Energiearten sammeln sich im Stromsee
Ein See enthält oftmals Wasser unterschiedlicher Herkunft. Da können ein kristallklarer Bergbach, ein kleiner Fluss und ein verstecktes, schmutziges Rinnsal Wasser unterschiedlichster Qualität in den See führen. Schöpft aber jemand Wasser aus dem See, so ist es immer ein Gemisch. Und genau so verhält es sich mit unserem Strom. Das Leitungsnetz - der „See" - enthält immer elektrischen Strom aus unterschiedlichsten Kraftwerken. Und immer entnimmt der Verbraucher den gleichen, gemischten Strom - auch wenn er sich beispielsweise entschieden hat, zu einem Stromanbieter zu wechseln, der Strom aus 80 Prozent Windkraft anbietet.
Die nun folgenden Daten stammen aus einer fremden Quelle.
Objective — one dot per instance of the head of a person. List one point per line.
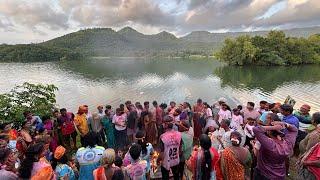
(211, 129)
(177, 112)
(263, 104)
(128, 103)
(168, 122)
(56, 113)
(172, 104)
(63, 112)
(46, 119)
(81, 110)
(316, 119)
(7, 157)
(59, 156)
(206, 105)
(109, 156)
(135, 151)
(163, 106)
(305, 109)
(90, 140)
(108, 107)
(250, 106)
(225, 123)
(186, 105)
(33, 154)
(28, 115)
(5, 127)
(121, 106)
(26, 125)
(118, 161)
(184, 126)
(100, 108)
(119, 111)
(224, 106)
(136, 104)
(96, 117)
(4, 140)
(271, 117)
(251, 121)
(205, 141)
(235, 138)
(155, 104)
(86, 110)
(236, 111)
(139, 106)
(271, 106)
(199, 101)
(146, 104)
(222, 100)
(286, 109)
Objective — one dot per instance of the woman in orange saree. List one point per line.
(235, 160)
(35, 166)
(198, 110)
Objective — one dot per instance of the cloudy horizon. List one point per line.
(23, 21)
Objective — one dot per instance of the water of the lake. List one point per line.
(112, 81)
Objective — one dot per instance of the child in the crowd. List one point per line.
(138, 168)
(237, 119)
(60, 164)
(248, 131)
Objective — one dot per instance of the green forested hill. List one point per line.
(125, 43)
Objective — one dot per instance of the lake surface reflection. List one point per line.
(112, 81)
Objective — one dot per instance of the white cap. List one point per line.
(222, 99)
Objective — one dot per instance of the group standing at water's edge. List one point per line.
(142, 142)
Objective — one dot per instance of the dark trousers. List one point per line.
(67, 138)
(181, 169)
(166, 173)
(258, 176)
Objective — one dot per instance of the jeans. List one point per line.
(166, 173)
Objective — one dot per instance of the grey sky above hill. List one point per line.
(25, 21)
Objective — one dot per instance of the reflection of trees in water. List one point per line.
(267, 78)
(130, 68)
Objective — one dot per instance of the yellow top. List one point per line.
(81, 123)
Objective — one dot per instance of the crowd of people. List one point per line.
(159, 141)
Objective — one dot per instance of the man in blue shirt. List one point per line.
(288, 117)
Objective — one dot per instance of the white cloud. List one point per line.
(54, 17)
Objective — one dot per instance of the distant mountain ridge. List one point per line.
(128, 42)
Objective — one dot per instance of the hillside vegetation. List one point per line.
(274, 49)
(126, 42)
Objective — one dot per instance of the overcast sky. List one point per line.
(25, 21)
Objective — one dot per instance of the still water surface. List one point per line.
(112, 81)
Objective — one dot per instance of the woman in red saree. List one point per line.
(235, 161)
(198, 110)
(309, 165)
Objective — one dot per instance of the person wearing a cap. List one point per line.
(304, 117)
(81, 123)
(100, 111)
(60, 164)
(187, 144)
(275, 148)
(108, 170)
(170, 149)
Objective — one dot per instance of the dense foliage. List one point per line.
(274, 49)
(127, 42)
(37, 98)
(35, 52)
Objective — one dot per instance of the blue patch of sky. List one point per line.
(273, 10)
(174, 7)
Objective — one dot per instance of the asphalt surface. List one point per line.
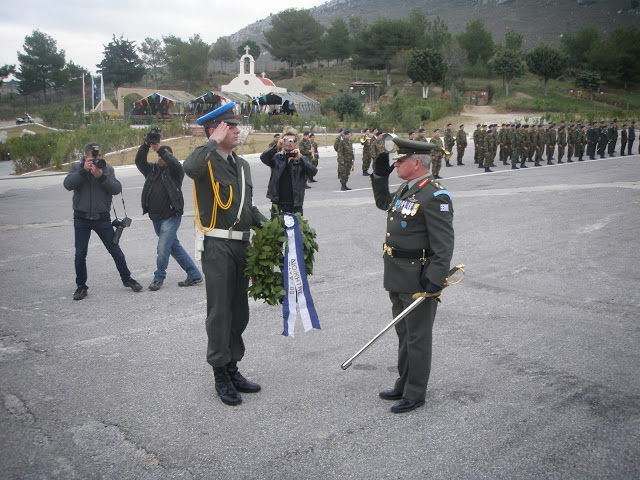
(536, 358)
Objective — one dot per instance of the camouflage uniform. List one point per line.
(581, 139)
(562, 143)
(449, 142)
(366, 155)
(436, 156)
(461, 142)
(552, 139)
(345, 161)
(477, 143)
(571, 141)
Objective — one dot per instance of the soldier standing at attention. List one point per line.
(449, 141)
(603, 140)
(366, 152)
(562, 142)
(461, 142)
(623, 139)
(276, 137)
(612, 137)
(488, 146)
(571, 142)
(421, 135)
(437, 153)
(336, 146)
(527, 146)
(581, 139)
(552, 139)
(224, 214)
(346, 158)
(476, 142)
(305, 149)
(315, 156)
(417, 256)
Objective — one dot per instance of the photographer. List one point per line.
(162, 199)
(288, 169)
(94, 183)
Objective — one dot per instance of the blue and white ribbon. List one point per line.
(297, 296)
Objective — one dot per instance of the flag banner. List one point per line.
(297, 295)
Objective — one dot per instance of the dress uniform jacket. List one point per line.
(420, 219)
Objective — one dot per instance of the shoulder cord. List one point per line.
(216, 202)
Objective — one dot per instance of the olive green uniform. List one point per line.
(461, 142)
(436, 155)
(345, 160)
(419, 229)
(224, 260)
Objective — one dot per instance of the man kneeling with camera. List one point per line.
(94, 183)
(162, 199)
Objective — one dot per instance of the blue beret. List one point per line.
(221, 114)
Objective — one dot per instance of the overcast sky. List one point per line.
(82, 28)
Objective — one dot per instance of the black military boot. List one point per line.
(225, 389)
(240, 383)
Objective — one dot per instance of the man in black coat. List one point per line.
(162, 199)
(288, 169)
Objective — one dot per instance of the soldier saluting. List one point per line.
(417, 256)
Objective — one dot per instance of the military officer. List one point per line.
(612, 138)
(345, 160)
(449, 142)
(224, 214)
(315, 155)
(437, 153)
(417, 256)
(421, 135)
(461, 142)
(562, 142)
(623, 139)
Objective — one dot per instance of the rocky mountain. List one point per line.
(537, 20)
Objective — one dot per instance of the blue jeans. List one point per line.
(168, 244)
(105, 231)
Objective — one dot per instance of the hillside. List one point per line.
(537, 20)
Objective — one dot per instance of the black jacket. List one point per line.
(277, 162)
(172, 177)
(92, 196)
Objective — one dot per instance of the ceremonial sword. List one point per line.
(418, 298)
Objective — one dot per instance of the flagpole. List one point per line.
(102, 92)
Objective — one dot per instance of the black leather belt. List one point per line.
(403, 253)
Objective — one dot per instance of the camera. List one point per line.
(153, 136)
(120, 224)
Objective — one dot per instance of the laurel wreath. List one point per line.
(265, 258)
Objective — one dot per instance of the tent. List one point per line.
(164, 105)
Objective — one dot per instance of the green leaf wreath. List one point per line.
(265, 258)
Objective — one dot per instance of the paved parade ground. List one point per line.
(536, 352)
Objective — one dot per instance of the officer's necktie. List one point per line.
(232, 162)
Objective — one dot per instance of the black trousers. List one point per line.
(223, 264)
(415, 336)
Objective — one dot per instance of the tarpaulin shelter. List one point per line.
(291, 102)
(212, 100)
(163, 104)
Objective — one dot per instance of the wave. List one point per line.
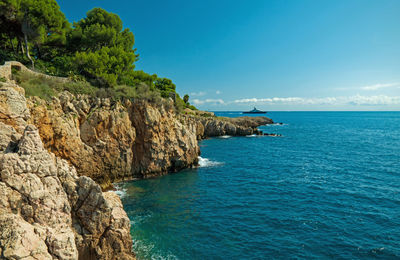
(121, 192)
(204, 162)
(279, 124)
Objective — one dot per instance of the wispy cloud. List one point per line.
(198, 94)
(380, 86)
(351, 100)
(208, 101)
(371, 87)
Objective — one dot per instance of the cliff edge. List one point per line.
(46, 210)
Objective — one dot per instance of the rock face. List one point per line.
(49, 207)
(112, 141)
(232, 126)
(46, 210)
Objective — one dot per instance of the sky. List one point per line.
(275, 55)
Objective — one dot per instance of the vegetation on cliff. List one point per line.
(96, 51)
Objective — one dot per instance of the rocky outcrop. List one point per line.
(232, 126)
(46, 210)
(112, 141)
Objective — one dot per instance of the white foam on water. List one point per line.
(204, 162)
(121, 192)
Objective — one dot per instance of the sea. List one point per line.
(328, 188)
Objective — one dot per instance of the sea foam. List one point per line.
(204, 162)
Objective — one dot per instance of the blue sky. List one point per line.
(275, 55)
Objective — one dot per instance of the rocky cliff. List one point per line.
(46, 210)
(112, 141)
(52, 152)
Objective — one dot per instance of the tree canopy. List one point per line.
(97, 47)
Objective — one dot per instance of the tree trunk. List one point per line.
(12, 44)
(27, 50)
(21, 46)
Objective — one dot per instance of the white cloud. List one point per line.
(351, 100)
(379, 86)
(208, 101)
(198, 94)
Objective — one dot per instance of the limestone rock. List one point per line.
(48, 212)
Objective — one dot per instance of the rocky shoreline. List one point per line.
(56, 157)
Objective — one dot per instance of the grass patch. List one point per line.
(48, 87)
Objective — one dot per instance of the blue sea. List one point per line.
(329, 188)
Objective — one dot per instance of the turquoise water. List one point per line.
(329, 188)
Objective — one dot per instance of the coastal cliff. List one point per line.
(111, 141)
(46, 210)
(57, 157)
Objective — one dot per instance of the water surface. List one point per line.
(329, 188)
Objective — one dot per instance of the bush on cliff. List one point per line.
(96, 48)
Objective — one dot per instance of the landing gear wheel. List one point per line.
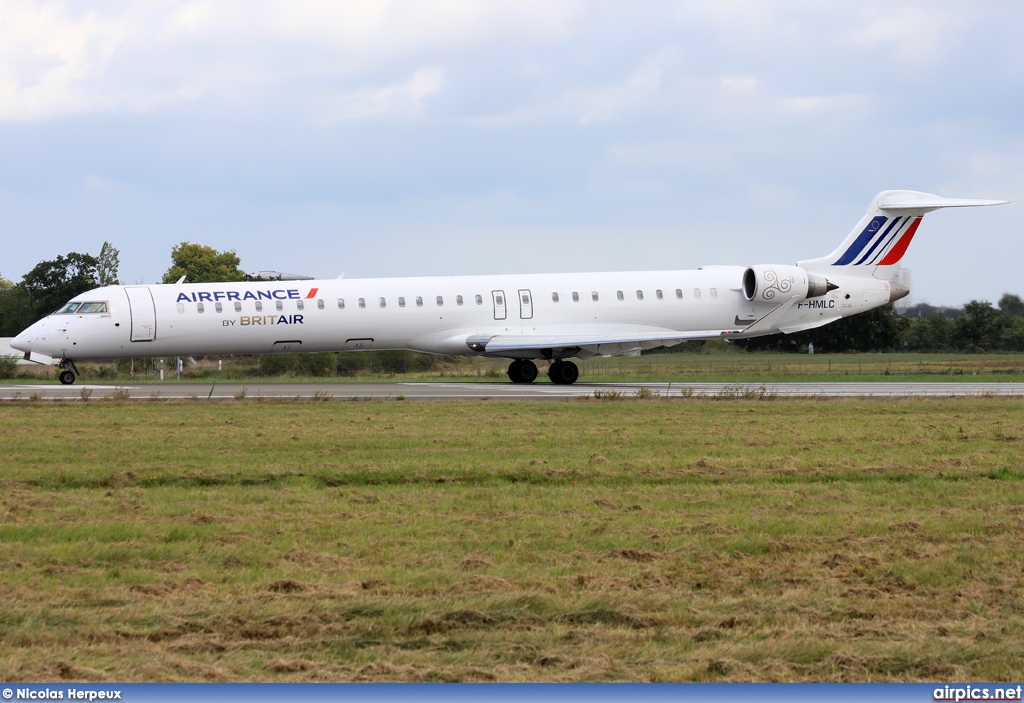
(522, 371)
(563, 372)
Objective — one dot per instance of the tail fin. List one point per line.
(882, 236)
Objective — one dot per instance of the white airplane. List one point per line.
(552, 316)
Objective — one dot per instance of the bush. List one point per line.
(350, 363)
(322, 363)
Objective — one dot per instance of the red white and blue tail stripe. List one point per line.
(882, 237)
(883, 242)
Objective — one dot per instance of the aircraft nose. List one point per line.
(22, 342)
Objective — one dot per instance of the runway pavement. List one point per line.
(495, 391)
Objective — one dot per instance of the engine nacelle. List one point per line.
(774, 283)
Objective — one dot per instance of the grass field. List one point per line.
(588, 540)
(724, 364)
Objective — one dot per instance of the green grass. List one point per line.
(723, 364)
(639, 540)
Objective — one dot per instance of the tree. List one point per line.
(201, 264)
(51, 283)
(980, 326)
(1012, 305)
(107, 269)
(931, 335)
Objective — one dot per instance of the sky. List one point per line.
(445, 137)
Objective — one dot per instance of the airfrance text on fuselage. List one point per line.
(215, 296)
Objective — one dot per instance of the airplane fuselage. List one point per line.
(427, 314)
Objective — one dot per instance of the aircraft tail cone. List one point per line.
(897, 291)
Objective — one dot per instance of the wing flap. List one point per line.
(616, 343)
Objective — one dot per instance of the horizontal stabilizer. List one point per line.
(928, 202)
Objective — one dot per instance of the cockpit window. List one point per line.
(81, 308)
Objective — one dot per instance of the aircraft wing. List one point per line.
(586, 346)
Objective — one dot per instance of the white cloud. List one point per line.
(57, 58)
(402, 100)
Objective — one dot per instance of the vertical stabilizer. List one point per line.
(881, 238)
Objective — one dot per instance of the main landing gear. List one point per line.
(563, 372)
(522, 371)
(69, 371)
(560, 371)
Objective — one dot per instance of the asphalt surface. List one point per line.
(497, 391)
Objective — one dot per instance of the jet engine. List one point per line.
(775, 283)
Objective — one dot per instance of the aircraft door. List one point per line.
(143, 313)
(499, 298)
(525, 304)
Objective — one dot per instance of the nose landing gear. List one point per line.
(69, 372)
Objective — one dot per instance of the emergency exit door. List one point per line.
(143, 313)
(499, 298)
(525, 305)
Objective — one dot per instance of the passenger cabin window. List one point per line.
(85, 308)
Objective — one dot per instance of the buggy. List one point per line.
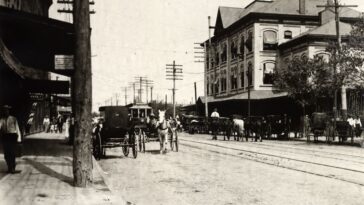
(116, 131)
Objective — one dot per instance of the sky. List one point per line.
(139, 37)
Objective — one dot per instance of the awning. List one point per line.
(35, 80)
(36, 40)
(254, 95)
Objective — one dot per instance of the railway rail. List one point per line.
(329, 171)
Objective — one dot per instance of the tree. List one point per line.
(301, 80)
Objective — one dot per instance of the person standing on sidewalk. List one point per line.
(215, 122)
(10, 136)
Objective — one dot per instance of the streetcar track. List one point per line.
(290, 147)
(273, 164)
(277, 156)
(283, 148)
(303, 149)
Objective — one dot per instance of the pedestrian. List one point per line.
(67, 128)
(215, 122)
(46, 123)
(59, 123)
(10, 136)
(358, 126)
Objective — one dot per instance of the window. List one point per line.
(223, 81)
(249, 42)
(242, 77)
(216, 83)
(242, 47)
(268, 70)
(250, 74)
(223, 54)
(212, 84)
(234, 78)
(233, 50)
(217, 59)
(288, 35)
(270, 40)
(323, 56)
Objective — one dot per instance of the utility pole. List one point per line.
(126, 95)
(82, 95)
(202, 55)
(195, 98)
(165, 102)
(209, 57)
(151, 94)
(117, 99)
(337, 6)
(174, 72)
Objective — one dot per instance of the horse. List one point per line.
(163, 128)
(239, 128)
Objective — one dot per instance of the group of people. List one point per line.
(10, 136)
(355, 124)
(55, 125)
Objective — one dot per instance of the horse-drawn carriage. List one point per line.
(115, 131)
(278, 125)
(146, 127)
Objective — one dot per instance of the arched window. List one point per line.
(242, 47)
(242, 77)
(249, 42)
(233, 50)
(249, 73)
(234, 78)
(223, 54)
(270, 41)
(217, 58)
(223, 82)
(268, 70)
(323, 56)
(287, 34)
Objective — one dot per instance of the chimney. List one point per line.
(302, 9)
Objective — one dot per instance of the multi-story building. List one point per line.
(250, 43)
(29, 42)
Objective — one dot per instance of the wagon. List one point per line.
(116, 131)
(344, 131)
(144, 130)
(278, 125)
(319, 125)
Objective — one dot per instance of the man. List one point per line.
(10, 135)
(215, 118)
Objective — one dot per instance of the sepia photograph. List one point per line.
(181, 102)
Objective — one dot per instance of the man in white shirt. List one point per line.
(214, 117)
(10, 135)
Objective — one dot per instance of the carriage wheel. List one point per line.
(134, 147)
(98, 151)
(125, 147)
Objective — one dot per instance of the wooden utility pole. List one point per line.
(195, 97)
(174, 72)
(82, 95)
(337, 6)
(151, 94)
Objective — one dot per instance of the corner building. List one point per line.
(261, 38)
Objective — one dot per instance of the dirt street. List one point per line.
(227, 172)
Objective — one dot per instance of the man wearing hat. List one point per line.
(10, 136)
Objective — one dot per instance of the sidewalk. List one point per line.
(46, 176)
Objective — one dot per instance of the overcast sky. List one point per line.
(139, 37)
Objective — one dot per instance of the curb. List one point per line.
(120, 199)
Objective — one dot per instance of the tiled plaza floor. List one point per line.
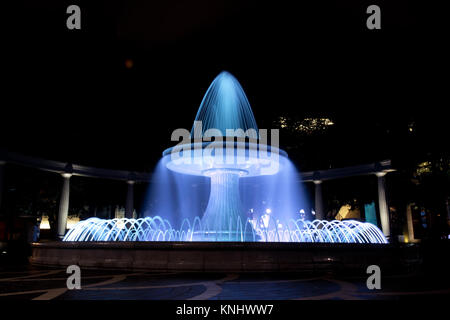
(37, 283)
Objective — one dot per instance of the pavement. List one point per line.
(26, 282)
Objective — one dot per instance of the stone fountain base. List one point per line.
(223, 257)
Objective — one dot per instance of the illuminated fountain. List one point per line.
(226, 147)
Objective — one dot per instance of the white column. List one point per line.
(2, 171)
(318, 203)
(409, 223)
(64, 205)
(382, 204)
(129, 207)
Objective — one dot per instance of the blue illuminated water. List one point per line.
(207, 199)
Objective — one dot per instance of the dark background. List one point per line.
(69, 95)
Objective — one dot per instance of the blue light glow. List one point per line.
(159, 229)
(254, 197)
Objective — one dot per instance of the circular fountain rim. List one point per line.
(253, 159)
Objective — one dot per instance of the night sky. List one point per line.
(71, 97)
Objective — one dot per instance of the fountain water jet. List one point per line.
(235, 154)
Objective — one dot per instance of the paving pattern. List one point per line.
(38, 283)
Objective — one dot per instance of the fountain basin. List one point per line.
(221, 257)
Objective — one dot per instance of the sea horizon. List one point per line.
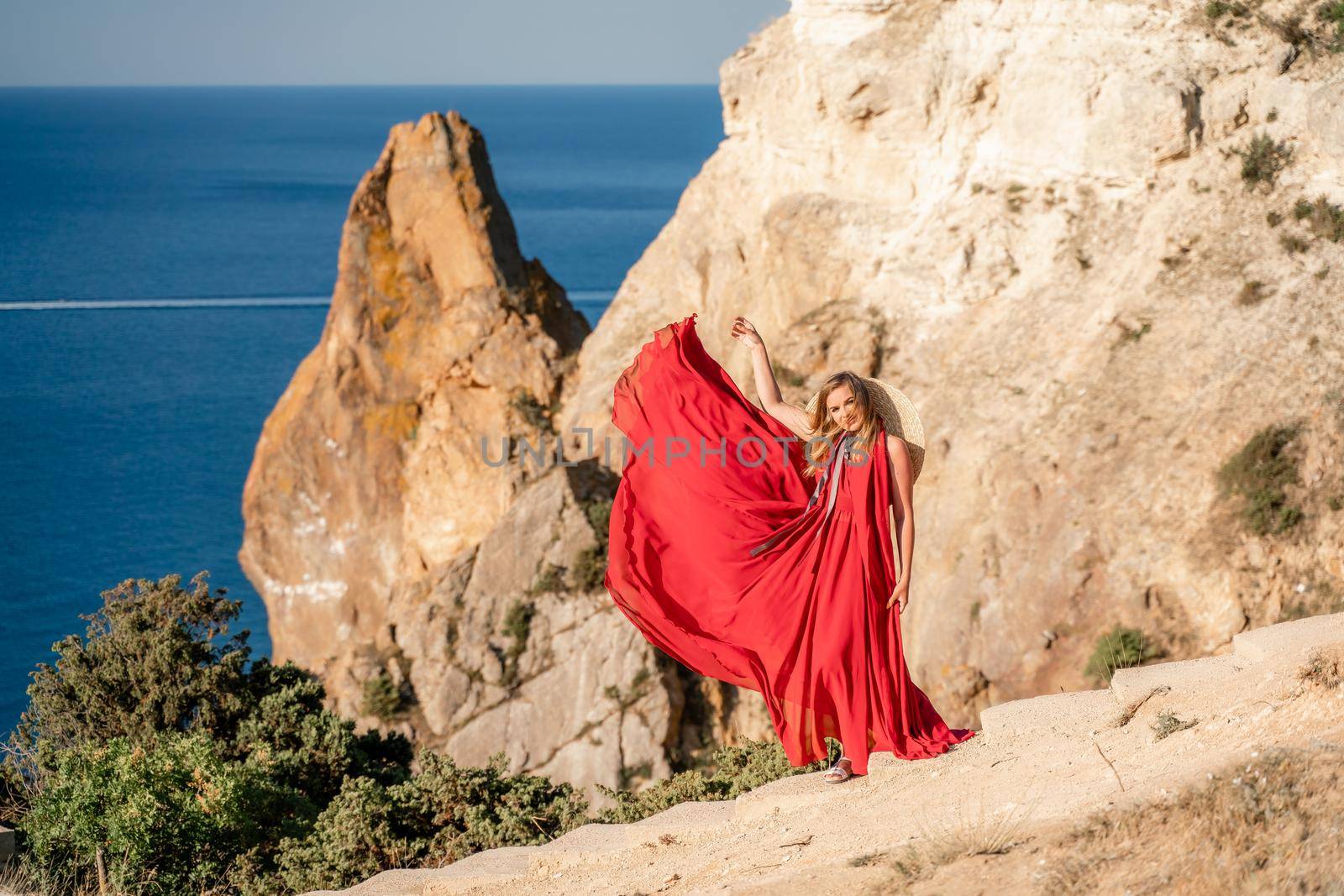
(205, 231)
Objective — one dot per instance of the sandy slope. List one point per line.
(1037, 765)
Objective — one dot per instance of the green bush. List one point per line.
(152, 746)
(1263, 159)
(1260, 473)
(738, 768)
(1119, 649)
(302, 746)
(161, 817)
(152, 661)
(589, 570)
(445, 813)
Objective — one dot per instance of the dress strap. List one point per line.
(828, 474)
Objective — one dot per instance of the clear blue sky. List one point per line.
(373, 42)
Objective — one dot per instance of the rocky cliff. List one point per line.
(1100, 246)
(400, 558)
(1089, 242)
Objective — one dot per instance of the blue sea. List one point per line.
(165, 261)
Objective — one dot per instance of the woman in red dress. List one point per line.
(741, 559)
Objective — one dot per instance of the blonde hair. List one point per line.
(826, 432)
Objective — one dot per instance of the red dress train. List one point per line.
(738, 566)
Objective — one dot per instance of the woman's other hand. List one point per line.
(745, 332)
(900, 594)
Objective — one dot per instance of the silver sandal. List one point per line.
(835, 774)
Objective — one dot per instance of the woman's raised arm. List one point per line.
(768, 387)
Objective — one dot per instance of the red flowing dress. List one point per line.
(746, 569)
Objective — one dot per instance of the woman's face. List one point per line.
(843, 409)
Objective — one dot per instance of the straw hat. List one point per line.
(898, 416)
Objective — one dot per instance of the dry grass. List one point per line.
(1169, 723)
(1324, 668)
(983, 835)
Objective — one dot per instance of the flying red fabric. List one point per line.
(739, 567)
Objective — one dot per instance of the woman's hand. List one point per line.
(745, 332)
(902, 594)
Die Strom-Energieträger im Stromsee Deutschlands setzen sich aktuell in etwa wie folgt zusammen: 60 Prozent Kohle und Gas, 22 Prozent Kernenergie und etwa 18 Prozent erneuerbare Energien.
Der Abnehmer erhält in jedem Fall ein Gemisch
Aber wie beeinflusst der ökobewusste Verbraucher nun die Stromzufuhr des „Sees", der ja immer annähernd gleich viel Strom enthalten muss, um eine stabile Versorgung zu sichern? Je mehr Abnehmer Energie von einem Stromanbieter beziehen, der - um beim Beispiel zu bleiben - Strom aus einer Windkraftanlage anbietet, um so besser wird dieser in die Lage versetzt, seine Menge Strom, die er in das Netz einspeisen kann, durch Investitionen in weitere Windkraftanlagen zu vergrößern und damit den Anteil von Ökostrom im „See" zu erhöhen.